Kidron Roberts, of Camden, 15, was taken into custody Tuesday by federal marshals, authorities said. He faces charges of first-degree murder and weapons offenses, Camden County Prosecutor Mary Eva Colalillo and Camden County Police Chief Scott Thomson said in a statement. He was detained in the county Juvenile Detention Center.
Roberts is charged in the Nov. 13 slaying of Javonne Davis, 15, who was shot repeatedly after leaving school that day. Javonne was found bleeding at Euclid Avenue near Princess Avenue by police who responded to the shots about 3:30 p.m. Davis was rushed to Cooper University Hospital, where he died about an hour later.
The teen's mother, Jamie Utley, has said another student had recently threatened to shoot her son after a dispute.
It's unclear if or how Roberts and Davis knew each other. Alexandra McVeigh, a spokeswoman for the Camden County Prosecutor's Office, wrote in an email, "The investigation is still ongoing, and further information about the incident is not being released at this time."
Maita Soukup, a spokeswoman for the School District, said Tuesday that Javonne normally left school about 25 minutes before the 3:25 p.m. regular dismissal. The day of his death, she said, was a typical school day for him. He was not involved in any fights or infractions in school or on school property, she said.

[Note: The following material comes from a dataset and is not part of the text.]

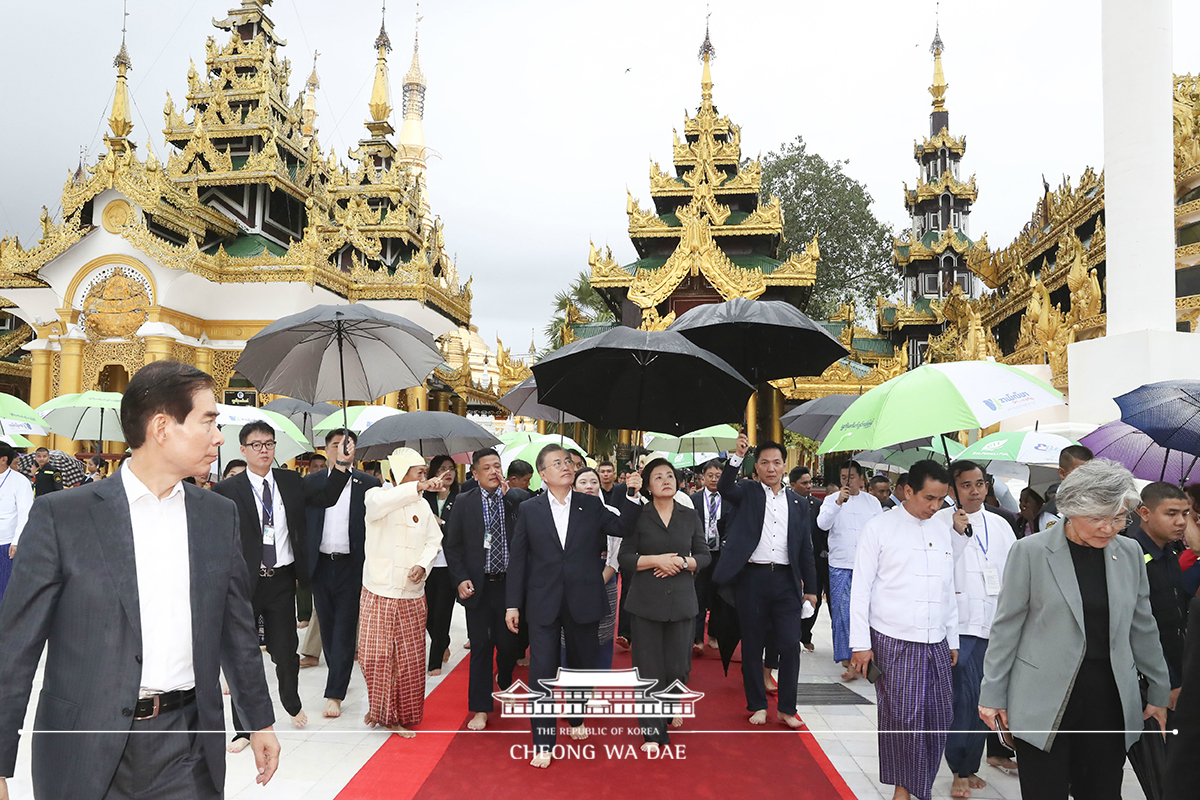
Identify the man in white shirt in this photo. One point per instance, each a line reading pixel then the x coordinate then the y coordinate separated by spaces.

Davis was a Camden High School ninth grader who aspired to a business degree from Rutgers and wanted to own a barbershop. He also dreamed of playing professional football. On the field, he was known for his speed and strength as a lineman for the Staley Park Panthers, a community football program that mentors youths, teaching them life skills and leadership. He was hoping to play for Camden High next year.
Off the field, Davis worked hard in his classes. Rutgers selected him for its Future Scholars Program, which each year identifies 200 low-income eighth graders in New Jersey who achieve academically. If students successfully complete the five-year program, which includes taking college prep classes at Rutgers, they receive full university scholarships.